Après avoir exhumé nombre de trésors oubliés ces dernières années, Artus Films continue son exploration des arcanes du cinéma Bis pour le plus grand plaisir des cinéphiles déviants. Ce mois-ci, ce sont donc deux fleurons du « Women in prison » italien du début des années 80 que l’éditeur est allé repêcher, avec Les Évadées du Camp d’amour et Les Tortionnaires du Camp d’amour. Une excellente nouvelle pour les nostalgiques ayant vu et aimé ces films lors de leur sortie en France il y a un peu plus de quarante ans, et une occasion pour les plus jeunes de découvrir ces deux fiers représentants du WIP dans des conditions inédites.

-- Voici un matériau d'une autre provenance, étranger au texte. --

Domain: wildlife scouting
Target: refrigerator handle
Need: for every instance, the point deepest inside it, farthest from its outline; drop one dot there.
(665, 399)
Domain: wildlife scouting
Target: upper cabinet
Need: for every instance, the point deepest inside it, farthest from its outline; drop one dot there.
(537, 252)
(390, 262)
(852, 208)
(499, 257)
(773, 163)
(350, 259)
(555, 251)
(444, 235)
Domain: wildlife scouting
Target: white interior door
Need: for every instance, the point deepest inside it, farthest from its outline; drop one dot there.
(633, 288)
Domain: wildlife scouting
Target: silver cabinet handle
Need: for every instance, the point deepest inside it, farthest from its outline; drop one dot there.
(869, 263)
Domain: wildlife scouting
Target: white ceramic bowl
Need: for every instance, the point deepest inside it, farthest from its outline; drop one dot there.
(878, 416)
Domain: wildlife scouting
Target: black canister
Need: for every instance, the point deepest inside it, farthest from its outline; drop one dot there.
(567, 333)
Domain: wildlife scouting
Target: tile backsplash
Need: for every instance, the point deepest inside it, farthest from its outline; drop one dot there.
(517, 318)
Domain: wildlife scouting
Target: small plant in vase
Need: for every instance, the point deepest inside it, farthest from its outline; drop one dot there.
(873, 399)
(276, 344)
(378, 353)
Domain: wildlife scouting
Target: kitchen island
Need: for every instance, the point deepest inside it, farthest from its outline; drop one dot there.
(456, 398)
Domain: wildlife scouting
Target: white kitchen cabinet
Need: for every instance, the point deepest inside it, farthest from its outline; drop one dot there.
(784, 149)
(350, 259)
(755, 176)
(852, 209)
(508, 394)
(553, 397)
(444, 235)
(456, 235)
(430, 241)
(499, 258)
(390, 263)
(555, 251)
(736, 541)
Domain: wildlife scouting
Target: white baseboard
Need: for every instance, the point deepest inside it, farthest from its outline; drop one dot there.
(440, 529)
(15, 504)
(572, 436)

Car côté Haute Définition, les deux films de cette vague n’ont clairement pas à rougir de leurs prestations techniques : la définition est précise, les couleurs riches et bien saturées, les noirs sont profonds, et la restauration a globalement pris soin de préserver le grain argentique d’origine. Bien sûr, les plans « à effets » (générique, mentions écrites, fondus enchainés) accusent un peu des effets du temps, mais le reste est d’une propreté et d’une stabilité tout à fait étonnantes. Bref, la galette Blu-ray des Évadées du Camp d’amour nous propose un rendu HD tout à fait appréciable. Côté son, la version originale ainsi que la version française d’origine sont toutes deux mixées en LPCM Audio 2.0, dans des mixages propres, équilibrés et toujours clairs.

Du côté des suppléments, on commencera par une présentation du film par Christophe Bier (34 minutes). Il évoquera le genre du « Women in prison » et son explosion à la fin des années 60, et citera quelques-uns des meilleurs films du genre. Revenant aux Évadées du Camp d’amour, il admettra qu’il s’agit d’un film « assez conventionnel et sans grande surprise », mais que tous les ingrédients du genre sont au rendez-vous. Il reviendra sur la carrière sans éclat d’Edoardo Mulargia, qui se démarquera surtout grâce à El Puro, la rançon est pour toi (1969) et Tropique du Cancer (1972). Il reviendra ensuite sur les acteurs du film, et notamment sur la carrière d’Anthony Steffen. On continuera ensuite avec un entretien avec Maurizio Centini (18 minutes). Coupable d’avoir officié au poste de chef opérateur aux côtés de Manuel Mateos sur le film, Maurizio Centini reviendra sur sa carrière et sur ses débuts au cinéma, puis dans le Bis. Il évoquera quelques souvenirs du tournage des Évadées du Camp d’amour, ce dernier s’étant déroulé au cœur d’une pinède au sud-ouest de Rome, et reviendra brièvement sur la personnalité d’Edoardo Mulargia ainsi que sur le tournage de la scène des sables mouvants. On terminera le tour des bonus avec la traditionnelle galerie photos.